Renvoyer des astronautes sur la Lune à partir de 2020?

Courant 2004, George W. Bush, encore président des Etats-Unis, annonçait la mise en place du Constellation Program, un programme d'exploration spatiale de la Nasa visant à reprendre l'envoi d'astronautes sur la Lune pour des missions de longue durée à partir de 2020. Parmi les objectifs établis, l'établissement d'une base lunaire permanente tient le haut du pavé. En vertu du calendrier dévoilé par Neil Armstrong lui-même, la Nasa compte ainsi envoyer chaque semaine une équipe de quatre hommes qui se relaieront à la construction de ce qui pourrait bien être la première structure lunaire permanente.

Selon les plans initialement annoncés, cette station lunaire aurait dû être habitée dès l'année 2024 par des équipes se relayant tous les six mois, selon le même principe que la Station spatiale internationale. En plus des intérêts qu'une telle base pourrait présenter en terme d'investigations scientifiques, elle pourrait surtout servir de base de décollage pour d'autres planètes plus éloignées de la Terre, Mars notamment. Pourtant, Barack Obama —qui soumettra au Congrès le budget de la nation, ce lundi 1er février 2010— serait tenté de remettre en cause le programme Constellation, trop onéreux à ses yeux. Pour autant, si l'information s'avérait être exacte, Obama devrait probablement batailler avec nombre de sénateurs, républicains comme démocrates.

Plusieurs d'entre eux ont d'ores et déjà fait savoir qu'ils s'opposeront fermement à une décision qui laisserait les Etats-Unis sans vrai programme d'exploration spatiale au delà de l'orbite terrestre. Michael Griffin, chef de la Nasa, va même plus loin en soulignant qu'un tel choix serait simplement synonyme «d'abandon de son leadership sur les frontières de l'espace de la part de la Nation».

La course à l'Hélium 3

Pour autant, si les Etats-Unis tergiversent, d'autres s'intéressent également de près à Lune et semblent faire preuve de moins retenue. Autorités indiennes, gouvernement russe, coalition européenne et Chinois ont eux aussi bien saisi les enjeux d'une colonisation de la Lune. Notamment ceux des ressources énergétiques disponibles en grande quantité sur la Lune. Dès 2006, la CNSA, l'agence spatiale chinoise, annonçait ainsi son objectif d'explorer la Lune grâce à des robots puis des êtres humains vers 2025-2030.
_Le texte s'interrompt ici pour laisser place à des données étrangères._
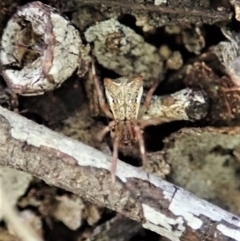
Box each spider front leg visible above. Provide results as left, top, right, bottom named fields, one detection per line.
left=132, top=121, right=146, bottom=166
left=91, top=59, right=113, bottom=119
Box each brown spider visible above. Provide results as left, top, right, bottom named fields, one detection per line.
left=91, top=60, right=169, bottom=183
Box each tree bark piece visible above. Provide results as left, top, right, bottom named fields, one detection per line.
left=0, top=107, right=240, bottom=241
left=71, top=0, right=233, bottom=29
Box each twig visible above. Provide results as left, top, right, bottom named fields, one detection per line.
left=0, top=107, right=240, bottom=241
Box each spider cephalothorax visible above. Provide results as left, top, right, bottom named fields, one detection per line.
left=92, top=60, right=163, bottom=183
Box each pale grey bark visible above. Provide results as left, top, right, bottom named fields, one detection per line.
left=0, top=107, right=240, bottom=241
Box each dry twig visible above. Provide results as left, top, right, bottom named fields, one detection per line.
left=0, top=108, right=240, bottom=241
Si l'installation d'une base lunaire fait partie des préoccupations légitimes des Chinois, l'objectif majeur des autorités spatiales de l'Empire du Milieu consiste en fait à extraire de l'hélium 3, une ressource énergétique présente en abondance sur le satellite de la Terre. Très rare ici bas car repoussé par le champ magnétique de notre planète, cet isotope composé d'un neutron et deux protons, serait présent par millions de tonnes dans les sous-sols lunaires.

Or, si les techniques pour utiliser cette manne d'énergie sont à ce jour encore balbutiantes, certains experts n'hésitent pas à avancer que l'utilisation de la fusion nucléaire à partir de l'hélium 3 comme source d'énergie propre puisse être une véritable révolution énergétique. Selon leurs estimations, une vingtaine de tonnes de l'isotope en question permettrait d'assurer les besoins énergétiques d'un pays comme les Etats-Unis pendant une année entière. De quoi filer le tournis et inciter à se lancer dans une course économique effrénée à l'extraction de l'hélium 3.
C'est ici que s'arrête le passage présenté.